Não será grande ousadia deduzir qual seria o estilo de humor dessas farsas populares, na linha das alusões grosseiras do teatro de revista à portuguesa, nem especular, por exemplo, como O Porco Curado seria uma sequela causada pelo sucesso de O Porco Doente, na linha dos filmes Porky´s (I, II e III) ou Academia de Polícia (do 1 ao 6). Em contrapartida, as elites romanas apropriaram-se do estilo literário da sátira e tornaram-na uma coisa tão sua que depois se veio também a tornar, por herança, coisa nossa…

Pode-se especular se, na Antiguidade, também haveria membros entre as elites romanas que se dedicassem ao mesmo jogo pretensioso do faz de conta com que uma boa parte dos membros das elites modernas dissimulam os seus gostos genuínos… É muito provável que isso também acontecesse porque, desde a Antiguidade, poucas coisas imateriais terá havido nas sociedades que se conservaram tão segregadas entre as elites e as massas populares quanto os gostos humorísticos. Saber rir dava e dá estatuto social.

Muito tempo depois de Roma, as sociedades modernas tornaram de novo possível que houvesse comediantes que pudessem alcançar popularidade junto da plebe. Manter a popularidade junto das duas classes é que continua a tratar-se de um feito difícil, porque há quem consiga ser popular junto de uma ou de outra, há até quem o seja ao mesmo tempo numa e noutra mas representando personagens diferentes*, o feito de reunir o consenso das duas, como acontecia com Herman José em Portugal, é muito mais raro.

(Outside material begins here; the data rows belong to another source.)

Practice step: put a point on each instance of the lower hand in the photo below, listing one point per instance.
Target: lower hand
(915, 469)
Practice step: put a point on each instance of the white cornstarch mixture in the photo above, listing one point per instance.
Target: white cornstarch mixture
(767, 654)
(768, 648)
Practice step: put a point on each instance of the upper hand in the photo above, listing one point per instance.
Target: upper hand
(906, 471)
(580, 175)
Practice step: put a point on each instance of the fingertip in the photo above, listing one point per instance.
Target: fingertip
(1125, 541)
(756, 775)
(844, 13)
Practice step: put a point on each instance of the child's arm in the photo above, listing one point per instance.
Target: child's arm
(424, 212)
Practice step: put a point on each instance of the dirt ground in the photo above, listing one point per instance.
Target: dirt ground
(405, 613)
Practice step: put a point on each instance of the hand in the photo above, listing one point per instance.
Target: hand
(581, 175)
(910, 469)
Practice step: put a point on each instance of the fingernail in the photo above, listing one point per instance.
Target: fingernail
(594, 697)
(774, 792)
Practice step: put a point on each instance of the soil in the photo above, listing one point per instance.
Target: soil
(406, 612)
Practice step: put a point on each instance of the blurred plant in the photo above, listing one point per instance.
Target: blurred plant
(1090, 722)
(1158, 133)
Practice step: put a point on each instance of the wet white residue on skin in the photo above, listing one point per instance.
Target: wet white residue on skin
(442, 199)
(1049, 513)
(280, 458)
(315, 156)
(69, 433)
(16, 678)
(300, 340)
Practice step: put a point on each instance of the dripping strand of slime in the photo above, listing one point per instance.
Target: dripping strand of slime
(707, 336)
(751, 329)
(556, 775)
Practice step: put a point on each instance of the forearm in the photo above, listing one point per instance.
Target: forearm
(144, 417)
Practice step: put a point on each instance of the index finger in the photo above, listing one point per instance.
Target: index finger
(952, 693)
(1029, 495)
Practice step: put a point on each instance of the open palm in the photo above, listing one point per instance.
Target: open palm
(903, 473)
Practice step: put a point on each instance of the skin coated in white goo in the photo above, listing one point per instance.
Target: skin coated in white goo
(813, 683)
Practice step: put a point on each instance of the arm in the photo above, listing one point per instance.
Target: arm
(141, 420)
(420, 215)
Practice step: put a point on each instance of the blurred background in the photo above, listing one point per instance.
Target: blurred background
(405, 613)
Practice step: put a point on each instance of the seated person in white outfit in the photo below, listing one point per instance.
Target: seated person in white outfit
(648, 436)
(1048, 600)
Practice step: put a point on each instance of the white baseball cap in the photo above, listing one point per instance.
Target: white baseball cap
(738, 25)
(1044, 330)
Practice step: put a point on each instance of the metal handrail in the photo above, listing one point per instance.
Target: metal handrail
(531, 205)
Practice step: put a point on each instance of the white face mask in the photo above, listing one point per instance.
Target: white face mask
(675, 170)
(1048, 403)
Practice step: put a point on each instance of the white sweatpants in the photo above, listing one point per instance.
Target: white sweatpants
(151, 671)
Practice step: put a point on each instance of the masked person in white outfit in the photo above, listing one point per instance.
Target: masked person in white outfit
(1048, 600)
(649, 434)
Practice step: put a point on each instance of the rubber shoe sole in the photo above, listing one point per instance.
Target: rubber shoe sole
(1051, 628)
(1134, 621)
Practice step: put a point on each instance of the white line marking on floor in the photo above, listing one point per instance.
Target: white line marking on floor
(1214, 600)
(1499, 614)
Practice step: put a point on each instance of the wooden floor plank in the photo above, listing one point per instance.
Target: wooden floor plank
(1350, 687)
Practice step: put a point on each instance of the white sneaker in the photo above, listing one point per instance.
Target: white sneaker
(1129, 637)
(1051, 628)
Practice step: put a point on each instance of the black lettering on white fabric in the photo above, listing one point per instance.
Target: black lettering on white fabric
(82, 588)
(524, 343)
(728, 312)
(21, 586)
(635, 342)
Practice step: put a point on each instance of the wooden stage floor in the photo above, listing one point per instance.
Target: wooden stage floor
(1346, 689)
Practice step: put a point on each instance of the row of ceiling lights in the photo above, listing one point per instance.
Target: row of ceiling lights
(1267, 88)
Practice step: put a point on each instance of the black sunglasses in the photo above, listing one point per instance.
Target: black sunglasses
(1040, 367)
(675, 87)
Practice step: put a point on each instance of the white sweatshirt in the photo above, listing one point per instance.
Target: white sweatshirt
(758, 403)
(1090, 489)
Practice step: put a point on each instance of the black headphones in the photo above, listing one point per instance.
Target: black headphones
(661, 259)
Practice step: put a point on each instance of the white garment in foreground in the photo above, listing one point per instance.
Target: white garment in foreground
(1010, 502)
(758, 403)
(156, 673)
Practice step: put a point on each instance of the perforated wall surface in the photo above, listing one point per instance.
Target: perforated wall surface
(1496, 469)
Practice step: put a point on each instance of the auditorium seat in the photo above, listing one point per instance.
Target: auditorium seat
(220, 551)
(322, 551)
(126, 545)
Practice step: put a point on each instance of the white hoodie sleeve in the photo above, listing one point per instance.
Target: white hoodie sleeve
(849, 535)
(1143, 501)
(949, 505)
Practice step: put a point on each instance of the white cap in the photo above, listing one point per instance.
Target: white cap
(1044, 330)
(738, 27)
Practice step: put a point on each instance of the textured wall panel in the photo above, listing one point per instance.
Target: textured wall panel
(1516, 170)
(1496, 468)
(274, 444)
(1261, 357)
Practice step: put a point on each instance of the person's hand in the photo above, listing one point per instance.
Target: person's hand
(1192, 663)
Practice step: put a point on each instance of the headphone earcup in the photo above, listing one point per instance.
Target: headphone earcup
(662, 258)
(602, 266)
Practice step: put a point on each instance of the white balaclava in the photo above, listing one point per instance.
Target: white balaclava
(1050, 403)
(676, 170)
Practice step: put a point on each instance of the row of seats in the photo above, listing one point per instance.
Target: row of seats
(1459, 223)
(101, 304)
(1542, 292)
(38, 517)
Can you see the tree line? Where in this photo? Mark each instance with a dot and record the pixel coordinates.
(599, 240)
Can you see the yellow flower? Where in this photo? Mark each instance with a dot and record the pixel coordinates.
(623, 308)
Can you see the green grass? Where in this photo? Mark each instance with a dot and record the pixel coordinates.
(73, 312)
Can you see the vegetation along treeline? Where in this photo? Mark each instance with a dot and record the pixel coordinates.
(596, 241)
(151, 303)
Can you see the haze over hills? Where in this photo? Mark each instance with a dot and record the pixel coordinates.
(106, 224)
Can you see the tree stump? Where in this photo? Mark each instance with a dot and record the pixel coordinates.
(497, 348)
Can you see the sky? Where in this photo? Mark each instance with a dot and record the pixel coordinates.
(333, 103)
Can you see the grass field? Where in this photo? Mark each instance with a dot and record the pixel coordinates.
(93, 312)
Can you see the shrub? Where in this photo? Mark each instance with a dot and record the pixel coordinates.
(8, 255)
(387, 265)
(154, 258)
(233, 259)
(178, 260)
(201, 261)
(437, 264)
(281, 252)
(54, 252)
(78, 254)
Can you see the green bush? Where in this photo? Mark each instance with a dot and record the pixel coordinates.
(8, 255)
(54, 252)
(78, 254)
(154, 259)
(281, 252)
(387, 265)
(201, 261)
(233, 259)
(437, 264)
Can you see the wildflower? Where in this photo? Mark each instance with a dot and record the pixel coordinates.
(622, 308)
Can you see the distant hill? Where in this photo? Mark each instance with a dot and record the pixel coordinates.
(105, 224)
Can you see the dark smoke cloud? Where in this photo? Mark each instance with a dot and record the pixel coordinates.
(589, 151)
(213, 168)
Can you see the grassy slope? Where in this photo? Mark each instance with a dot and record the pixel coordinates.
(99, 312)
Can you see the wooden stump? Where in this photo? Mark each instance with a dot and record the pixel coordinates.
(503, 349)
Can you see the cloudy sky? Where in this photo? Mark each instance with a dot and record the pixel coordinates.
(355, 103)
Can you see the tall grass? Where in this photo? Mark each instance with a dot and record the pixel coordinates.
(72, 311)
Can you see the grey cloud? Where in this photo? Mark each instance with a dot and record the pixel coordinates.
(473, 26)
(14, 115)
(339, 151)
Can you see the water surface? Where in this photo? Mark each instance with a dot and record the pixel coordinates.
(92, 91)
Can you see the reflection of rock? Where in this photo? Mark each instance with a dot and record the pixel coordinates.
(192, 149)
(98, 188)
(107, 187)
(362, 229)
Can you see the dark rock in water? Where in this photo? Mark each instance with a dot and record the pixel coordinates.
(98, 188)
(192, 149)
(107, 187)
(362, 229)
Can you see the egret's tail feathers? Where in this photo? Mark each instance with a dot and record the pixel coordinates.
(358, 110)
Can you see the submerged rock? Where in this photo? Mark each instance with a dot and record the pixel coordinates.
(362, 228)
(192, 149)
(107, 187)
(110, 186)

É fácil constatar a descida a pique da popularidade de Herman. É mais controverso atribuir-lhe as causas, se terá sido o seu envolvimento, ainda que muito periférico, no caso da pedofilia, que lhe retirou a popularidade junto das massas populares, ou se foi a sua insistência num figurino de programa televisivo medíocre, supõe-se que por razões financeiras, que lhe levou a popularidade que gozava junto das elites, a verdade é que, nitidamente, ele saiu da agenda, por muito que se tivesse esforçado no novo programa.

Dá pena ver sketchs satíricos seus de enorme qualidade, como aquele onde representa a figura de um Adolf Hitler que vem à televisão explicar-se com a desfaçatez e o à-vontade de um Valentim Loureiro, a serem remetidos para o armazém da indiferença. Há no sketch não só uma crítica social mordaz, como também a pedagogia de mostrar, pelo absurdo, que, com a conivência do interrogador, todas as explicações podem ser aceites, até mesmo as de um Hitler. Sem essa conivência, é que pode ser mais difícil

Ora um sketch destes é claramente superior a muito do material produzido pelos Gato Fedorento, a nova coqueluche nacional do humor… Mas, como já dizia aquele ditado popular que, por ser popular, não quer dizer que tenha sido inventado por alguém pertencente às massas populares: Mais vale cair em graça do que ser engraçado

* Rowan Atkinson com Mr. Bean e Blackadder.